F-se: Você trabalha em algo novo do mYoj atualmente? Tem planos pra um próximo disco, uma nova excursão por Portugal e países vizinhos, se for possível?

CS: Não posso confirmar, pois existem ofertas mas estou a fazer tudo pra dificultar e frustrar essas oportunidades. A chance de se ouvir um novo disco ou ver um concerto? Baixas, pois, por uma questão de integridade estou a diminuir a hipótese disso acontecer. Mas por trinta milhões de Euros repenso a minha integridade artística e até canto em cima de uma tenda de circo.

F-se: Mas hoje gravar está mais simples. É possível gravar um disco inteiro em casa e distribuir pro mundo em instantes.

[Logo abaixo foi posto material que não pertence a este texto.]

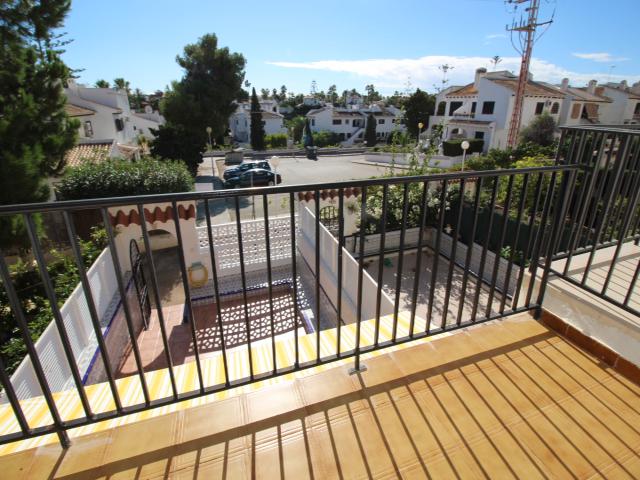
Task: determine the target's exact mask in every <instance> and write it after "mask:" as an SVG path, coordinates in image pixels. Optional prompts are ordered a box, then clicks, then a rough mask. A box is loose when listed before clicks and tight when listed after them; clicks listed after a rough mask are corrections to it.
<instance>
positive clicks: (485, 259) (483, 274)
mask: <svg viewBox="0 0 640 480" xmlns="http://www.w3.org/2000/svg"><path fill="white" fill-rule="evenodd" d="M499 183H500V176H497V175H496V176H495V177H494V181H493V187H491V200H490V202H489V205H490V206H489V210H488V211H489V225H488V227H487V234H486V235H485V239H484V244H483V245H482V253H481V254H480V264H479V266H478V275H477V277H476V291H475V294H474V297H473V306H472V307H471V318H470V319H469V320H470V321H471V322H475V321H476V314H477V313H478V302H479V301H480V291H481V290H482V282H483V281H484V280H483V279H484V267H485V263H486V261H487V251H488V250H489V240H490V239H491V228H492V227H493V216H494V210H495V208H496V196H497V193H498V184H499Z"/></svg>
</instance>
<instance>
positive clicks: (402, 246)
mask: <svg viewBox="0 0 640 480" xmlns="http://www.w3.org/2000/svg"><path fill="white" fill-rule="evenodd" d="M408 195H409V184H408V183H405V184H404V185H403V186H402V226H401V227H400V246H399V250H398V268H397V270H396V272H397V273H396V292H395V299H394V302H393V332H392V334H391V341H392V342H395V341H396V335H397V333H398V311H399V309H400V289H401V287H402V267H403V266H404V265H403V263H404V239H405V235H406V232H407V212H408V211H409V201H408ZM382 267H384V265H382Z"/></svg>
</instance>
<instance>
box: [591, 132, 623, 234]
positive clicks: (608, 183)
mask: <svg viewBox="0 0 640 480" xmlns="http://www.w3.org/2000/svg"><path fill="white" fill-rule="evenodd" d="M616 138H617V134H613V136H612V140H611V146H610V148H609V152H608V154H607V160H606V162H605V167H604V173H603V175H602V176H603V179H602V182H601V183H600V185H599V187H598V190H597V193H596V196H595V198H594V200H595V203H594V205H593V208H591V209H590V210H591V211H590V218H589V220H588V221H587V224H586V226H587V229H586V238H585V246H586V245H588V244H589V239H590V237H591V232H592V230H594V229H595V227H596V224H597V223H598V203H599V202H600V199H602V198H603V195H604V194H605V193H606V192H605V188H606V187H607V184H610V183H611V182H610V181H608V177H610V176H611V172H610V171H609V166H610V165H611V160H612V159H613V145H615V142H616ZM606 145H607V138H606V137H605V139H604V140H603V147H602V148H603V149H604V148H606ZM614 166H615V165H614ZM595 243H597V242H596V241H595V240H594V244H595Z"/></svg>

Essas possibilidades vindas com a tecnologia te animam?

CS: Tenho um estúdio e uma gravadora – anima-me essa hipótese? Pelo contrário! Afasta-me mais do desejo de querer interagir com cibernautas que acham que sou empregado deles.

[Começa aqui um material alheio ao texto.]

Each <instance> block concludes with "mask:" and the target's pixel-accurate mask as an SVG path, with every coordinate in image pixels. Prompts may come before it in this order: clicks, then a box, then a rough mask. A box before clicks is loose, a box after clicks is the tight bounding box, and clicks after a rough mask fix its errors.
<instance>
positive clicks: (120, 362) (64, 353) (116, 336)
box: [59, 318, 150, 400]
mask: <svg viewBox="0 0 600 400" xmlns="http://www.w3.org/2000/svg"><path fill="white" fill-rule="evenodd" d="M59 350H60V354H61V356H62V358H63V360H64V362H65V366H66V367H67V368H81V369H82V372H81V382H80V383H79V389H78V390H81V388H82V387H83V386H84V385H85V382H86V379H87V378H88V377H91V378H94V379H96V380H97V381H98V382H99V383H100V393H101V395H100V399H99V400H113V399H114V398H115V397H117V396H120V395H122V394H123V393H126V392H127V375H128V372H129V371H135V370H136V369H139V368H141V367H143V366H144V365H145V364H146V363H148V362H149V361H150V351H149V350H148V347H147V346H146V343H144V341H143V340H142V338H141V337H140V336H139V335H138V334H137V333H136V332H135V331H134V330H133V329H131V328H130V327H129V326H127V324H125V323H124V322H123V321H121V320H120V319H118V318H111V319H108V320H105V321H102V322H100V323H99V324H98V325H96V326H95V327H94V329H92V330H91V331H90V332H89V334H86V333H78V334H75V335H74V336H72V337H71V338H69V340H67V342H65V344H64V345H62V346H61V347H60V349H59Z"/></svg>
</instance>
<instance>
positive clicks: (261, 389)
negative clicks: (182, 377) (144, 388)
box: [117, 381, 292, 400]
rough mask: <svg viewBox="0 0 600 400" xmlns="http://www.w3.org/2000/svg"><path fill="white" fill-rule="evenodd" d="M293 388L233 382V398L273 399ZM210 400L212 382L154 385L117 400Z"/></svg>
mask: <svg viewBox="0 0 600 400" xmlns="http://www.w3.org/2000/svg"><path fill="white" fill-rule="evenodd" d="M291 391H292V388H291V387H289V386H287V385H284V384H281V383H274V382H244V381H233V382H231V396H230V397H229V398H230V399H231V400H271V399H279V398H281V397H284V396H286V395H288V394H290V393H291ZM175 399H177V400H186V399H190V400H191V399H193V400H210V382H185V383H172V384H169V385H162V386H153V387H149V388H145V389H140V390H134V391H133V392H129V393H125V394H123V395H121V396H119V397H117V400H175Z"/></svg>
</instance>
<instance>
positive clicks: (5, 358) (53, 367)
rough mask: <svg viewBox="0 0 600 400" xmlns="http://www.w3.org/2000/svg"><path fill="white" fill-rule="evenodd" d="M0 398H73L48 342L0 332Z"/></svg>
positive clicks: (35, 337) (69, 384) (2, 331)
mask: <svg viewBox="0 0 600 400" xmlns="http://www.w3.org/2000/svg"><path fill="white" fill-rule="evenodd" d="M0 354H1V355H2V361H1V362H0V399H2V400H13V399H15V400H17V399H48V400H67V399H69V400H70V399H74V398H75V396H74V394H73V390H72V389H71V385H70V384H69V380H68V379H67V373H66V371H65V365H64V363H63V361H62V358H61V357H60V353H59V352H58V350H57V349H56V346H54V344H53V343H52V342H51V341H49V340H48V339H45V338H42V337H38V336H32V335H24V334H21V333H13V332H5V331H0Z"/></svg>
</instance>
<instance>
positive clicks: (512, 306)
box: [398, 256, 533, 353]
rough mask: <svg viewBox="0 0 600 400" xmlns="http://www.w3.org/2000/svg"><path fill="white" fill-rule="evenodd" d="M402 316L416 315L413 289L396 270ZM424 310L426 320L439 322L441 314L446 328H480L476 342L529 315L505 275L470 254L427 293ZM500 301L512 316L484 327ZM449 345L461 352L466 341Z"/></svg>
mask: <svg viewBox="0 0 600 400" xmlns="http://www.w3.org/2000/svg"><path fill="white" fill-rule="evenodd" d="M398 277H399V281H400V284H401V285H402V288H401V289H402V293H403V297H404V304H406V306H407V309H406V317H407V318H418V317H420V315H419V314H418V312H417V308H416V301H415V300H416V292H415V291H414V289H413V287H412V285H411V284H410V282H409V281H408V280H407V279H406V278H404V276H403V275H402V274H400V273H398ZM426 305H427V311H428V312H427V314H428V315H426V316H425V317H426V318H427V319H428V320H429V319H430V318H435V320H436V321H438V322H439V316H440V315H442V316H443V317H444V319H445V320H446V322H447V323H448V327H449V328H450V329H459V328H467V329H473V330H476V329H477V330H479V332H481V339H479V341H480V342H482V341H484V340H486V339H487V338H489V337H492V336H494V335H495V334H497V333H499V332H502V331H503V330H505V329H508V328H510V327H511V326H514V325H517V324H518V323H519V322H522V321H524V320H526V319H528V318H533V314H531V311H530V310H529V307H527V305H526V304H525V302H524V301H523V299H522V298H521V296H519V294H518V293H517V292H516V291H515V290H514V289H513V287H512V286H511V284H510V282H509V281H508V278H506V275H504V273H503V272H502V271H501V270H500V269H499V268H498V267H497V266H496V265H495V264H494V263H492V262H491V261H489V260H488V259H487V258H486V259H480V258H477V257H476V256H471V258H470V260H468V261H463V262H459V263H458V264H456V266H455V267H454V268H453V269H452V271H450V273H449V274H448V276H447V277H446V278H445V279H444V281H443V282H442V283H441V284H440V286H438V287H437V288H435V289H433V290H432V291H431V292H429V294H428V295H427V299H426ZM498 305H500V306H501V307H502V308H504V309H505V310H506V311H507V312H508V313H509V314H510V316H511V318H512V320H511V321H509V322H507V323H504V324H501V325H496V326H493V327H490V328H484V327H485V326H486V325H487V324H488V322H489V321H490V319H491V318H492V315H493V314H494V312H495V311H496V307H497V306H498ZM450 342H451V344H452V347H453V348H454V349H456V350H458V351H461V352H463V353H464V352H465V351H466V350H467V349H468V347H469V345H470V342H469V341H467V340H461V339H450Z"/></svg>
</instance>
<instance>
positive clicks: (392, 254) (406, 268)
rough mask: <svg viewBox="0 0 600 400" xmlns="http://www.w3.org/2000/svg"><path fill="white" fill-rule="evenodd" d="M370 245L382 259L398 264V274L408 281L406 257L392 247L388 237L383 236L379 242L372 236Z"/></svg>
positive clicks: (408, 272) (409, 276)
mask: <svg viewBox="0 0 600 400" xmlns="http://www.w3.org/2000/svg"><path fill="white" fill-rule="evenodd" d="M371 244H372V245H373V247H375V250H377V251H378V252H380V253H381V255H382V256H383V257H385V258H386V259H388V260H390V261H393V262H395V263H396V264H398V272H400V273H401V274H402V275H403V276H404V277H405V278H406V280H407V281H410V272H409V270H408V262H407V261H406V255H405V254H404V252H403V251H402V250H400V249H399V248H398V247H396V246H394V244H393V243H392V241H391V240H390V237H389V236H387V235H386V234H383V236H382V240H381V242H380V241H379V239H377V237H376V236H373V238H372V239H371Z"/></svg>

F-se: Você prefere lançar um disco novo, caso venha a fazê-lo, do modo convencional, com um disco físico e vendas em lojas ou online, é isso?

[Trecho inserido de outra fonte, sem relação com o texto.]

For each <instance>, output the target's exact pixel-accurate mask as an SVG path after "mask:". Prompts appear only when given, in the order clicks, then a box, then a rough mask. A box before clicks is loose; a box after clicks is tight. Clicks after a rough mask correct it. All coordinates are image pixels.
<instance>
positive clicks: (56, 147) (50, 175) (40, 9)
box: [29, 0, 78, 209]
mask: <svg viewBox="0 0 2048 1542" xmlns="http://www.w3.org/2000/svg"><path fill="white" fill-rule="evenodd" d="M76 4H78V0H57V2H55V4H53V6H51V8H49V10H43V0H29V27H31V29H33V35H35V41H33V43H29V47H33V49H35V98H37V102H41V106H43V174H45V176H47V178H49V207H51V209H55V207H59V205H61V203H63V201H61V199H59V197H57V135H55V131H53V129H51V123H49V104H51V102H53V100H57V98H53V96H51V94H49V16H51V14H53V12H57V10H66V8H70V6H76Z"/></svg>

CS: Sobre edições, quero voltar atrás ao passado, singles, tipo Motown. Quem gosta, compra, mas as possibilidades são baixas, logo, não pagando pelo estúdio – é um risco que vale a pena, pois sou colecionador e acho que somos uma banda pra gente atenta e que gosta de colecionar.

F-se: Também prefiro o disco, a coisa física, a relação do ouvinte com uma obra completa, com música, encarte, fotos, informações etc.. Com a Internet, no meu caso, eu ouço uma banda hoje e me esqueço dela semana que vem, mas é uma característica minha. Já que você tem esse foco, pensa em um dia relançar seus discos pela sua editora ou em alguma compilação do que você entende ser o seu melhor material e lançar em CD ou vinil?

CS: Por esse motivo – seres colecionador – estou apenas, e saliento apenas, disponível pra falar com blogues e entusiastas, pois, os media mainstream esbarram na minha indiferença, e, gosto do old skool, onde há entusiasmo e muito coração e as coisas fazem-me apenas porque existe a vontade de se fazer a diferença.

F-se: Enquanto falávamos, estava ouvindo algumas faixas do mYogenic sessions. Esse material foi gravado ao vivo? É muito bom… Como foram gravadas essas músicas?

CS: Estava a montar o meu estúdio, logo entrava às 8:00h e às 12:00h, tinha três temas gravados – era essa a ideia. Algumas vezes sabia o que queria, mas o grosso foi fruto da pressão.

F-se: Você estabelece prazos pra si, é isso? Parece que funciona muito bem.

CS: Em linhas gerais, sim. Gosto do desafio, mas tem de haver coordenação. Mas componho rapidamente.

F-se: O que você tem escutado de música atualmente. Você citou o modelo da Motown de lançamentos. Música negra, as girl groups, os grupos vocais, os artistas da gravadora american estão entre os seus preferidos? Algum artista ou banda atual te agrada?

CS: Não existe o atual. Felizmente tenho uma formação musical rica e diversificada – tenho heróis hoje, mas amanhã tenho outros – desde Hermeto Pascoal a Stockhausen. Existe o meu gira discos e hoje vai de Can a 13th Floor Elevators, passando pelo “Crimson And Clover”, dos Shondells ou a versão Joan Jett. Estou sempre a descobrir algo – mal de mim pensar que tenho algo a ensinar – sou apenas um fã ou um groupie e digo isto honestamente.

Filipe Albuquerque é guitarrista da banda Duelectrum e tem um blogue (infelizmente inativo) no Bem Paraná, chamado “Blog Vox”, onde esta entrevista foi originalmente publicada, em 13 de novembro de 2015. A publicação no Floga-se foi autorizada pelo autor.